O ponto-chave dessa aversão não é tanto o posicionamento ideológico do PT, ou de qualquer outro partido, mas sim a ideia de que, independentemente de sua ideologia, os políticos são responsáveis por um “grande escândalo de corrupção”. No caso do PT, o maior alvo dessa crítica é a percepção de que o partido tem sido o epicentro do maior escândalo de corrupção da história do Brasil. Mas, interessante, as massas não individualizam a questão no PT, preferindo apenas analisar o partido como um símbolo, cuja retirada se apresenta como a solução mais urgente.
A grande ameaça à democracia não reside apenas nos movimentos autoritários que se opõem a partidos ou à esquerda. O perigo mais insidioso vem da ideologia que rejeita qualquer forma de conduta política, que não reconhece mais a legitimidade do debate, da persuasão ou da própria democracia como um valor. Quando os cidadãos veem a política como algo supérfluo e sem valor, eles abrem espaço para a ascensão de formas de governo que não necessitam da participação democrática.

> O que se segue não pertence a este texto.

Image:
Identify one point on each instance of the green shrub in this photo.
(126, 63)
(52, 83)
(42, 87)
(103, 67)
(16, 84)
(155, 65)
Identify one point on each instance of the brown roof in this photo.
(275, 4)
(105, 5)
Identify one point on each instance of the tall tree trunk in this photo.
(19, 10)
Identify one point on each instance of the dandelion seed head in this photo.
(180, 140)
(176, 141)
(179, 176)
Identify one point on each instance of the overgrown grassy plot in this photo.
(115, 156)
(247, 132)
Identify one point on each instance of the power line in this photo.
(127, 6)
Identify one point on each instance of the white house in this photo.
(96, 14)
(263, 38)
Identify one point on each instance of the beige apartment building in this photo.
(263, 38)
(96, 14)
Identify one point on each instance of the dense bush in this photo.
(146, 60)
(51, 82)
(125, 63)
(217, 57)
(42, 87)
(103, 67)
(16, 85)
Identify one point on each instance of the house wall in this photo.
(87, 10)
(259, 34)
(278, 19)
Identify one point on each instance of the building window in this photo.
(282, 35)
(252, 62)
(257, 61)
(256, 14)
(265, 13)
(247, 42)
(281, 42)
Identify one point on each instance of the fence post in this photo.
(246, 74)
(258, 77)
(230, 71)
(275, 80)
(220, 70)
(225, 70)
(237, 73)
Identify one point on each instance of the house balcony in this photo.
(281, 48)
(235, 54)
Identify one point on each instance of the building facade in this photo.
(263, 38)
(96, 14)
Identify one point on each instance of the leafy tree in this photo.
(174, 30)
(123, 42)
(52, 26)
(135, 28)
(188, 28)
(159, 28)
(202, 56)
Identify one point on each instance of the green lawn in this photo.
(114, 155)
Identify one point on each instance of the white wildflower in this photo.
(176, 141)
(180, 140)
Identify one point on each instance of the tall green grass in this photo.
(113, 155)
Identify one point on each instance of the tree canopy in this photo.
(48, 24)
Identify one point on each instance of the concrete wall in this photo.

O desprezo pela política, que se baseia no movimento moral de “pessoas de bem” que trabalham e alcançam sucesso sem “flertar com a corrupção”, dá origem ao totalitarismo, uma forma de governo onde a política não tem mais função social ou coletiva.
Esse desprezo é fundamentado na ideia de que a política, enquanto meio de transformação social, não serve ao objetivo pragmático de garantir o crescimento econômico. O político, para essa classe média, é apenas um gestor, e o verdadeiro valor do político está em ser “eficiente”, “trabalhador” e comprometido com a manutenção do status quo. Para muitos, um bom político é aquele que realiza e garante resultados concretos no campo da economia, em vez de se envolver em discussões sobre direitos sociais ou transformações estruturais.
Essa lógica pode ser vista no apoio ao juiz Sérgio Moro, que foi amplamente aclamado como “herói da nação”. Sua popularidade, no entanto, não decorre apenas de sua atuação contra o ex-presidente Lula, mas também de sua imagem como um juiz concursado “trabalhador”. Moro, ao ser visto como alguém que segue regras e cumpre com sua carga de trabalho, se aproxima da figura de um “bom trabalhador”, admirado por aqueles que valorizam a eficiência e a produtividade acima de qualquer outra característica.
Esse desprezo pela política, paradoxalmente, não é uma pauta exclusivamente de direita, pois também foi defendido no passado por pensadores de esquerda, como Marx, que no século XIX procurou elevar o trabalho como atividade humana central. No entanto, a atual infusão desse ideário na direita brasileira levanta uma das maiores perplexidades da conjuntura política atual. Ao focar exclusivamente na produtividade e eficiência, a política se torna dispensável e obsoleta, como um instrumento que não serve mais para transformar a sociedade, mas apenas para manter o status quo.
O problema maior reside no fato de que essa ideologia de desprezo pela política e pela democracia não só enfraquece o sistema democrático, mas cria uma visão de que a democracia é um obstáculo para o progresso, tornando-a, aos olhos da classe média, uma ferramenta pouco pragmática e desnecessária. Esse movimento apolítico pode ser visto como a maior ameaça à democracia, pois onde não há espaço para o debate, para o confronto de ideias e para a política em sua essência, a democracia perde sua relevância e seu poder transformador.